Bir önceki yazımda o güne kadar gördüğümüz tüm denklemleri matematiksel olarak geliştiren ve toparlayan Maxwell denklemlerinden bahsetmiş ve sonraki yazım için özel göreliliğe göz kırpmıştım. Fakat Einstein ve özel göreliliğe gelmeden önce eterin kısa tarihinden ve neden bu kadar önemli olduğundan bahsetmezsem bunun can alıcı bir hata olacağının farkına vardım. Çünkü iki rakip bilimsel teori arasından hangisini seçeceğimizi belirlerken kullandığımız Ockham’ın usturasıi ilkesinin bilim tarihindeki önemli örneklerinden biri de Einstein’ın etere getirdiği bakış açısıdır. Bu nedenle sizleri yormayacak şekilde bir eter tarihçesi sunmayı uygun buldum. (Hatta bunu bir ara bölüm gibi düşünüp başlığı VI.I yapmaktan kendimi son anda alabildim.)

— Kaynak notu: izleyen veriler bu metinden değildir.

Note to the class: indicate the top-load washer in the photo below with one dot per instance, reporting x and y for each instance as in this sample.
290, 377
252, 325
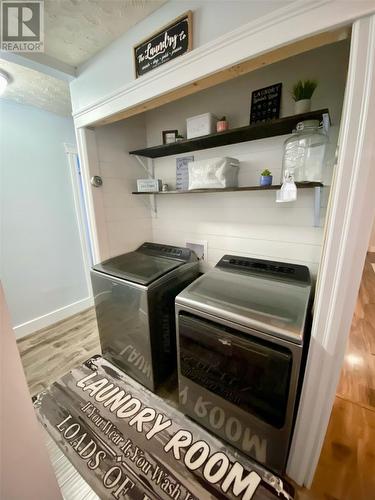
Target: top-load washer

Peki, nedir bu eter ve neden bu kadar önemli? Maxwell denklemlerinin çözümünün bir dalga denklemi çözümü olduğundan ve bilinen tüm dalgaların yayılacakları bir ortama ihtiyaç duyduğundan bahsetmiştim. Eter, diğer adıyla ışık saçan eter [ing. luminiferous ether], ışığın içinde yayıldığı düşünülen hayali ortamdır. Neden hayali dediğim ilerleyen paragraflarda anlaşılacaktır. Işık saçan eter denme sebebi de tarihte birçok şeyi açıklamak için kullanılan diğer eterlerden ayırmak. Geçmişte insanlar nöronlarımız arası sinirsel iletimin bile yayıldığı ayrı bir eter olduğunu düşünmüşler.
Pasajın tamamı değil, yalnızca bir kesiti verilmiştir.